A Non-Dogmatic Declaration of Intent (Part 1)

[youtube=http://www.youtube.com/watch?v=wKkBEOOzIjk] In light of the three recent posts on ‘2001’ at The Film Talk – in which I reflected on how and why I love this movie; we had the pleasure of interviewing the man-ape himself, Mr Dan Richter, and most recently Jett told us about a kind of High School Musical version of the opening titles – listener Kyle Meyers wrote to us to explore our thoughts further, asking if we agree/disagree with some comments from Michael Roberts at The Auteurs, which makes an eloquent case for the movie as an atheist tract.

Well, for a film as complex and transcendent as ‘2001’, ‘agree/disagree’ must be a trick question.  I’ll say this: we know that Kubrick tended not to publicly interpret his films, even saying that he wouldn’t contradict a viewer’s perceptions even if they differed from his own intentions; so we’re not going to find a meta-interpretation from the Creator, this side of the Stargate at least.  And, even if we could, I’d suggest that the search for one Ultimate Meaning in a film is not the richest way to approach it.  What purpose is served by me ‘proving’ myself ‘right’, and you ‘wrong’ if what you get out of the film serves you already?  Why would I want to tell you that you’re misguided if ‘Mr Holland’s Opus’ makes you want to be kinder to people?   (To the person with whom I had that very conversation, I apologise.  I think I’m growing up.  I hope.)  This does not mean that I won’t advocate for certain films being rich and beautiful experiences; it just means I have reached a turning point where I realise that I have zero interest in competing with other people’s opinions.  I’d much rather participate in a conversation that allows for a variety of interpretations to enhance each other.  So, please, tell me why you love ‘Transformers 2’ or ‘The Headless Woman’, or ‘GI Joe’ or ‘Goodbye Solo’.  I’m genuinely interested.  I’d like to tell you what I thought too.  But I’m not interested in proving you wrong.

This is important to me – I love films, some more than others.  Some people I love happen to enjoy some of the same films, some more than others.  Some people really dislike some of the films that I love.  There are ways of talking about this that serve the purposes of better human relationships, and ways that push us apart.  The opening titles of ‘The Film Talk’ have me saying ‘I could never love anyone who didn’t love ‘Field of Dreams’’; this is mostly a joke, and a hyperbolic way of underlining my admiration for a much-maligned movie; one that I happen to think is both profoundly true on an emotional level, and one of the most elegantly told linear narrative stories in recent US American cinema.  But of course I don’t mean that I could never love anyone who didn’t love it.  Invert that statement, and you might be closer to the truth – it’s easier to relate to people who share common interests; and so if you like some of the same movies I do, or perhaps you like movies in the same way I do, it might mean we’re more likely to be friends.

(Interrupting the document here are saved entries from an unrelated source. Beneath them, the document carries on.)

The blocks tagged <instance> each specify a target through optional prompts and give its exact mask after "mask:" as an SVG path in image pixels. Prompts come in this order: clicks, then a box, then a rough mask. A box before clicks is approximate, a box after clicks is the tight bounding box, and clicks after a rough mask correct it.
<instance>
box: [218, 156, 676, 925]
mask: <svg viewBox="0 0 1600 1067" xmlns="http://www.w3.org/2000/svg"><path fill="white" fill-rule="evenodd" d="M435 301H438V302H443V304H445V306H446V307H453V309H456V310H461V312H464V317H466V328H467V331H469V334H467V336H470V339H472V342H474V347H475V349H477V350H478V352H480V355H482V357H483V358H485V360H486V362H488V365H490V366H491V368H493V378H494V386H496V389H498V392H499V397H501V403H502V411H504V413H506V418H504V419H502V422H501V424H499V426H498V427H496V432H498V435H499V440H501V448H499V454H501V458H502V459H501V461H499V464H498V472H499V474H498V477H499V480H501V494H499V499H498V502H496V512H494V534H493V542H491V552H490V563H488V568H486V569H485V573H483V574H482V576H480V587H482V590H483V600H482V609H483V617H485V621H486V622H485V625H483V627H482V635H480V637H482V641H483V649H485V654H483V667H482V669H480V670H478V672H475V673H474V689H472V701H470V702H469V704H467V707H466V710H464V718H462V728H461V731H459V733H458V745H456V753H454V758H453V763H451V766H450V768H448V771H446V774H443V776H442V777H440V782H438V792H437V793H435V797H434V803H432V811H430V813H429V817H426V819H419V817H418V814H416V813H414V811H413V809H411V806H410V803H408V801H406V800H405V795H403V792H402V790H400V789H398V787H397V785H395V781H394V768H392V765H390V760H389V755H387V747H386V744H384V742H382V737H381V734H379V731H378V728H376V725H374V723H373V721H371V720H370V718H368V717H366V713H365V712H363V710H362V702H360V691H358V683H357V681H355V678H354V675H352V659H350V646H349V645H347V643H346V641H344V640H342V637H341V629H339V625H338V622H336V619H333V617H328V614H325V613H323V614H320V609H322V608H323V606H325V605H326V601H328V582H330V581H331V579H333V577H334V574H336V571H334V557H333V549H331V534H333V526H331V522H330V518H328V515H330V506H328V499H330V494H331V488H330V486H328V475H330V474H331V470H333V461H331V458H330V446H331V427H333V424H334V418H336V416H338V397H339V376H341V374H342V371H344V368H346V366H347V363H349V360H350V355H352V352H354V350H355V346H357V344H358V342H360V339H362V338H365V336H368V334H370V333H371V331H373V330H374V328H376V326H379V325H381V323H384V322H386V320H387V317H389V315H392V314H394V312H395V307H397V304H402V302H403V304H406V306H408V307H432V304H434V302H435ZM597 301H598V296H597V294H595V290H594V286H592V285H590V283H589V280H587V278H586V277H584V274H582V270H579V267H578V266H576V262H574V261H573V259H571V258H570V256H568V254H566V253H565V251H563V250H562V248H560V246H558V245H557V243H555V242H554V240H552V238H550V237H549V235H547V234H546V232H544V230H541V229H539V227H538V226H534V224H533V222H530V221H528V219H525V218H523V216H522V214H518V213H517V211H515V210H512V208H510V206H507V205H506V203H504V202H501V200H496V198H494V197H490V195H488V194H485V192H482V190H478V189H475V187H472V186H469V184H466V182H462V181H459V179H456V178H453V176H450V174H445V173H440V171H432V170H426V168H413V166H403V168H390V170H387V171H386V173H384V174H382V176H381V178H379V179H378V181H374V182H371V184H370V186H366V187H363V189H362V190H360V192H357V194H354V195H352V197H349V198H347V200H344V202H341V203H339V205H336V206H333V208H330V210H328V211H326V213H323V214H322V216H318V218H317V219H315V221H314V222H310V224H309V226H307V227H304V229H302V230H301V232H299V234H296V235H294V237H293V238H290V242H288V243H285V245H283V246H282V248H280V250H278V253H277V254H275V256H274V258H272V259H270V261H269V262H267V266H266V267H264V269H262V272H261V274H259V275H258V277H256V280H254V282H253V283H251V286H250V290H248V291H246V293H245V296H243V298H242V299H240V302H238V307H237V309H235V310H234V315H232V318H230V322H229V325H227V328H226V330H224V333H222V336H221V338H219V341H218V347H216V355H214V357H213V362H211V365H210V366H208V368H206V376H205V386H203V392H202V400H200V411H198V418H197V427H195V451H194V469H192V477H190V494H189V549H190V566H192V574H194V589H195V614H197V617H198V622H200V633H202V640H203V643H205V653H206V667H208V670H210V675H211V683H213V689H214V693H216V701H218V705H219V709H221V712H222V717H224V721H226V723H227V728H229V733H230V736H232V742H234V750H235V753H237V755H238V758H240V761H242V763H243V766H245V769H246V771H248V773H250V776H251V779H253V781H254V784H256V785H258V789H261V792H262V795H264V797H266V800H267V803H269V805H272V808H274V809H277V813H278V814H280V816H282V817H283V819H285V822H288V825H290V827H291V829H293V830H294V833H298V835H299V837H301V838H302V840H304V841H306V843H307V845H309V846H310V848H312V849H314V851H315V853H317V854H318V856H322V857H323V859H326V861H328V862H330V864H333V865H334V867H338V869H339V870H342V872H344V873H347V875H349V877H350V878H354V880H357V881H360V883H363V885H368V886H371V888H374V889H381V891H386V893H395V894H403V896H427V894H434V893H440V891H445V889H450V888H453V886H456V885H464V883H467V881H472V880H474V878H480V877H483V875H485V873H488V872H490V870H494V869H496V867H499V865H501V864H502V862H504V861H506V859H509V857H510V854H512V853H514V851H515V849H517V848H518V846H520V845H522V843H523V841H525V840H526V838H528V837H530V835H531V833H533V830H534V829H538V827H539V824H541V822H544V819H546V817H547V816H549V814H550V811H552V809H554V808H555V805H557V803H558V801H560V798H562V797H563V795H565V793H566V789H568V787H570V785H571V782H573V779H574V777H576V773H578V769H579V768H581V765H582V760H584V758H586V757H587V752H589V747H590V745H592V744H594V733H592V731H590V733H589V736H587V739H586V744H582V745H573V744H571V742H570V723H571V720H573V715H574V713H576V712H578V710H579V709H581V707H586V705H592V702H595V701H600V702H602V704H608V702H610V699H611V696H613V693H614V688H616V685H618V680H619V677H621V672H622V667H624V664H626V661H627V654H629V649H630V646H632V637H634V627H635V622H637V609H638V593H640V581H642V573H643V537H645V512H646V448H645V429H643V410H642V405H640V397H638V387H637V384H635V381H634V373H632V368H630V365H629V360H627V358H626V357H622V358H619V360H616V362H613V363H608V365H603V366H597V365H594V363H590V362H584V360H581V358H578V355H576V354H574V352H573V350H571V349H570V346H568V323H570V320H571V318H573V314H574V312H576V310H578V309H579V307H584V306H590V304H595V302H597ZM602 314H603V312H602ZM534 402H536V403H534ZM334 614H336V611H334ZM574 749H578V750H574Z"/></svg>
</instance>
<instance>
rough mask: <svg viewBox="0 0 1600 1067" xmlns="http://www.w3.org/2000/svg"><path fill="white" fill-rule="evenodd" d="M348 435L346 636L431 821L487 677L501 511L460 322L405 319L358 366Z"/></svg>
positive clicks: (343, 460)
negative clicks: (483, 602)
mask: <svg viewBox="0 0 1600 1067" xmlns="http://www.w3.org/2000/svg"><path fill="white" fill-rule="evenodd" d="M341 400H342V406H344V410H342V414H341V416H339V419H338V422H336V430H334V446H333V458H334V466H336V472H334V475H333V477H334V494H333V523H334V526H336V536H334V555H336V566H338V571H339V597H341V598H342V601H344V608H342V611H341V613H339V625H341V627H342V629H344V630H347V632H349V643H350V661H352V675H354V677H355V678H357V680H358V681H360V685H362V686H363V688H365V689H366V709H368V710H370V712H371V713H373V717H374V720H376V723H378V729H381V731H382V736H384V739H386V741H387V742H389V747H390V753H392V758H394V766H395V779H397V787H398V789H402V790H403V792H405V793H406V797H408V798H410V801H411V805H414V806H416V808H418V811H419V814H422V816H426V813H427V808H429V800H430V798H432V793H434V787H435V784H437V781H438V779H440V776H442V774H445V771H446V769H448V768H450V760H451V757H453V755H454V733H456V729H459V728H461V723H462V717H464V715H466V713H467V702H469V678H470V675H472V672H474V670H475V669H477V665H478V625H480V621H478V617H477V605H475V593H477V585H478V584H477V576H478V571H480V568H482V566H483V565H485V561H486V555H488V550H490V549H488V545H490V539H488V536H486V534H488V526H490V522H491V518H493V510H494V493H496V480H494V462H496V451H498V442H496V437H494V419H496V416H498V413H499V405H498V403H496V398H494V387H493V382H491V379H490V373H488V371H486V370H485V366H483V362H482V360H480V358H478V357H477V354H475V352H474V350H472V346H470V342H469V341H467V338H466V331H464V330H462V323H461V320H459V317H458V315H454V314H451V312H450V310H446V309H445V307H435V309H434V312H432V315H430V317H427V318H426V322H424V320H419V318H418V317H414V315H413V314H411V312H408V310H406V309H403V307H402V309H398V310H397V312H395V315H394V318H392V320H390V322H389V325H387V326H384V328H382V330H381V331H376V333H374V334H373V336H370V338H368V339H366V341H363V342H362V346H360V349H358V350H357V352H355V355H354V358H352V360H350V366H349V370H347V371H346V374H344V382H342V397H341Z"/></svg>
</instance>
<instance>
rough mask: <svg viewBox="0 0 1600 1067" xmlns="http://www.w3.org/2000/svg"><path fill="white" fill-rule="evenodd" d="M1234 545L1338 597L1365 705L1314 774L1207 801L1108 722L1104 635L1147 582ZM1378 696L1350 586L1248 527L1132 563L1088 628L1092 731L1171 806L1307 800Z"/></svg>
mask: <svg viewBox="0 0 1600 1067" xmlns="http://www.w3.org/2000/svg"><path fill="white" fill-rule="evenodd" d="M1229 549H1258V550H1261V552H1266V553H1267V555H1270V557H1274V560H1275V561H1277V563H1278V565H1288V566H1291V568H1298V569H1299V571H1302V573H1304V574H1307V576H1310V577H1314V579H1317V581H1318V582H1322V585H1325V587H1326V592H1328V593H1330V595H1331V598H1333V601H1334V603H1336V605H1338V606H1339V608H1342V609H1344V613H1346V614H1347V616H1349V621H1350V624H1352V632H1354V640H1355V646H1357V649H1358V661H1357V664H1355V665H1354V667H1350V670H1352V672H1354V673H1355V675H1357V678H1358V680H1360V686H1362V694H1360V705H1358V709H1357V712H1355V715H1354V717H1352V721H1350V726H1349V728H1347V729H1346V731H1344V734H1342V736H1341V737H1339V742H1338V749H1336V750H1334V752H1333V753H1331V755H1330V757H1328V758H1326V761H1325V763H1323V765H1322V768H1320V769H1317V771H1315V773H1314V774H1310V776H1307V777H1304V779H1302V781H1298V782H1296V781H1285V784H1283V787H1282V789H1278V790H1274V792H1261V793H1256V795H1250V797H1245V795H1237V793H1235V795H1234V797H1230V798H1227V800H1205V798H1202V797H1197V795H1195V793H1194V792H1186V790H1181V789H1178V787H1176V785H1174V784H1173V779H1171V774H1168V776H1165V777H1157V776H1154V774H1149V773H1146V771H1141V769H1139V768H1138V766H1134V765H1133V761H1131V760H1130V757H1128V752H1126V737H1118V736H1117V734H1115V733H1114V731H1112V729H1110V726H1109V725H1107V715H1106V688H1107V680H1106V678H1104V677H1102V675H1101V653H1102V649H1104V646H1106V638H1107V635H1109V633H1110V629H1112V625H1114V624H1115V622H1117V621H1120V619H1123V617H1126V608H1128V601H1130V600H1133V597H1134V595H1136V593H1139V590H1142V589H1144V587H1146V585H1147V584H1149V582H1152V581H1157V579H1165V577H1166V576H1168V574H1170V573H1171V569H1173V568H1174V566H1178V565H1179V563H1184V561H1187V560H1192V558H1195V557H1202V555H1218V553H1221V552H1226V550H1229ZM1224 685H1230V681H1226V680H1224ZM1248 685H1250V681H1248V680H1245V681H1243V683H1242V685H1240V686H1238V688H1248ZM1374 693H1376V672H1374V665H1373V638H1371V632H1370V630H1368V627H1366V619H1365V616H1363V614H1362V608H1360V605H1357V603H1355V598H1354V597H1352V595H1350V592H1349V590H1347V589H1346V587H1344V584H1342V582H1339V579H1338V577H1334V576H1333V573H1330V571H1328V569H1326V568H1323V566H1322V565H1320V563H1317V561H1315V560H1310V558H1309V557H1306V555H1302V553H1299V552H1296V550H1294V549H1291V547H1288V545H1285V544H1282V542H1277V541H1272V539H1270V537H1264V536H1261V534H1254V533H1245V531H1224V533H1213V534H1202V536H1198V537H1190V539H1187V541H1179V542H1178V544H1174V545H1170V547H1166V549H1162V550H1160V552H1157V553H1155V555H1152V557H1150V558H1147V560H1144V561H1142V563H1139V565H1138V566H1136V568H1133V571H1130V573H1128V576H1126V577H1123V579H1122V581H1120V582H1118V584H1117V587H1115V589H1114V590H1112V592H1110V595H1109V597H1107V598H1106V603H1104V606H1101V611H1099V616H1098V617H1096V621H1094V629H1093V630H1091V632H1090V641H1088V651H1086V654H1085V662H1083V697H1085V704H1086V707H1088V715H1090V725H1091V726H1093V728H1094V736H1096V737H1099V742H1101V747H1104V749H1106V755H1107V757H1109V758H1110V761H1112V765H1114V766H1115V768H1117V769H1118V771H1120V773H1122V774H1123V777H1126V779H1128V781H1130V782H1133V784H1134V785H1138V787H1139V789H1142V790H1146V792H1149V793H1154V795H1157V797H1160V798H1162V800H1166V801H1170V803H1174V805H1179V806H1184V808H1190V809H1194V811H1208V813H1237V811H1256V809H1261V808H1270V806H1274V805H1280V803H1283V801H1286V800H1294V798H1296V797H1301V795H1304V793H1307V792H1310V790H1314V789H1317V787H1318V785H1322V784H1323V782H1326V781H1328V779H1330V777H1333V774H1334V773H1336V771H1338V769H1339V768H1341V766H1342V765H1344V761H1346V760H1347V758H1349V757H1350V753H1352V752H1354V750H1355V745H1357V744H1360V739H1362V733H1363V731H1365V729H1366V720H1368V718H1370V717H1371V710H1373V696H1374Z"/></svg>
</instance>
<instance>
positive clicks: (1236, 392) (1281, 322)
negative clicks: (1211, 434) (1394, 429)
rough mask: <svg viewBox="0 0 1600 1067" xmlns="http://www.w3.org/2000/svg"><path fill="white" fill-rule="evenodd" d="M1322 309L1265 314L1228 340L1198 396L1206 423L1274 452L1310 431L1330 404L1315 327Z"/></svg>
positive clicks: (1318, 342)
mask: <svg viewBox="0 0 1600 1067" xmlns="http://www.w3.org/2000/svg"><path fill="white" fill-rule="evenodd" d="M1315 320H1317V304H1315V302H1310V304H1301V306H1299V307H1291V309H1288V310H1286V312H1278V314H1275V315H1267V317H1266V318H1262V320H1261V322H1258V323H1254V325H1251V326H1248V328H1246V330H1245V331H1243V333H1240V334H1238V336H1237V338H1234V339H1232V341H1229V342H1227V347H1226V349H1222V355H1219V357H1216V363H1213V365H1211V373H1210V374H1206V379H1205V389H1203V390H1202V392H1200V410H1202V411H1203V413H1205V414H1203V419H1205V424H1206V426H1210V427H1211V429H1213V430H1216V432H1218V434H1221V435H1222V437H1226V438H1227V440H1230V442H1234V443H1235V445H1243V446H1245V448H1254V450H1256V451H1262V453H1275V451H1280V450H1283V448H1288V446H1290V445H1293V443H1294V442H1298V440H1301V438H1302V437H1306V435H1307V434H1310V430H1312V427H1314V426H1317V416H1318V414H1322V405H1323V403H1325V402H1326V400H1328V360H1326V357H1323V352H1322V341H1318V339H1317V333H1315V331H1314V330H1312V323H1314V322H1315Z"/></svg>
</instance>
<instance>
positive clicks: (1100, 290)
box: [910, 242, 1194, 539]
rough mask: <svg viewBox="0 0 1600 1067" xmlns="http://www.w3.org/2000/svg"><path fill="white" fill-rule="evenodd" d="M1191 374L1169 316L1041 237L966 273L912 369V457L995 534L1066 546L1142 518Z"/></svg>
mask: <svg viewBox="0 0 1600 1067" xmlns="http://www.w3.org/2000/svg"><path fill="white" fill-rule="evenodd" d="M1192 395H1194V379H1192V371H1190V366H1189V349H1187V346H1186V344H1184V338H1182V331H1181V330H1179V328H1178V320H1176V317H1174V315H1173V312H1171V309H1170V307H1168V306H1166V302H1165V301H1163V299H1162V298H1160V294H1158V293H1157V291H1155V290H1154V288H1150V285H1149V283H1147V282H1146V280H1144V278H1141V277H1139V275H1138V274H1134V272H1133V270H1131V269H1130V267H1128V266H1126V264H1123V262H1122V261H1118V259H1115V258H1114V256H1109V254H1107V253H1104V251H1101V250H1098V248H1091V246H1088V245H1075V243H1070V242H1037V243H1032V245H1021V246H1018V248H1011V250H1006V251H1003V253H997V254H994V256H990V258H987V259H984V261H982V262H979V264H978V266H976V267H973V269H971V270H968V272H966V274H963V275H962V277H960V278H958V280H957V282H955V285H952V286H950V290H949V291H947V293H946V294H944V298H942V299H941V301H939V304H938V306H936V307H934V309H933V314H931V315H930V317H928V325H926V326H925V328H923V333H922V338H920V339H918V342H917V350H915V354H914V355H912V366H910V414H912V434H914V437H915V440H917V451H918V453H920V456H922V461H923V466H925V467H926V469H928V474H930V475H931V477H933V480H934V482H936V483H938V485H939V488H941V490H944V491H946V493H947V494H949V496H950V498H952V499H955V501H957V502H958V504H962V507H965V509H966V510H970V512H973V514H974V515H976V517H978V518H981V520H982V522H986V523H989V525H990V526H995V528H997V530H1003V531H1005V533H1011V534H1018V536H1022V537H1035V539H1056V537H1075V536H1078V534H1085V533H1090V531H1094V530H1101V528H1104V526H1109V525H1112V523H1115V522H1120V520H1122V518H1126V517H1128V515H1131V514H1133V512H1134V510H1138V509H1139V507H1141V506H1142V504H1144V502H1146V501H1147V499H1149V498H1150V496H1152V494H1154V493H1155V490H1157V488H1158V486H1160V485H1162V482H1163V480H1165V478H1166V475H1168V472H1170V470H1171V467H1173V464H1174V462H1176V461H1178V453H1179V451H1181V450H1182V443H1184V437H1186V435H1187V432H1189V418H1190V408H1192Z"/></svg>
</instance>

But I suspect this should not be so.  I declare it only as a confession of my own human weakness: I am as superficial and fickle as any of us; I’m a work in progress, and it will serve me better to try to remain open to whatever nurtures the common good.  Disdaining someone because her favourite movie is ‘Crank’, or because all he likes to do on a wet Saturday is to indulge in the collected oeuvre of the makers of what Cahiers du Cinema might call ‘les flics des chicks’?  Does that make my life more whole?  Does it grant more light in the world?  Does my indulgence in snark give me anything other than a sensation, to quote the late Northern Irish politician David Ervine’s reference to sectarianism, not unlike urine down the inside leg – a warm glow that turns bitter pretty soon?

If these rhetorical questions sound patrician, I beg your indulgence; I’m not trying to impose my opinions on anyone.

In fact, that’s the point.

I’m tired of snark in film criticism; tired of attempts at monopolizing the conversation; tired of skirmishes whose purpose appears to derive more from a desire to be seen as ‘superior’ than to express what is, for me, the highest experience of art: to reflect us back to ourselves, and offer, as Professor Levy says in the coda to ‘Crimes and Misdeameanors’, the courage ‘to keep trying, and even to find joy from simple things, like … family, their work, and their hope that future generations might understand more’.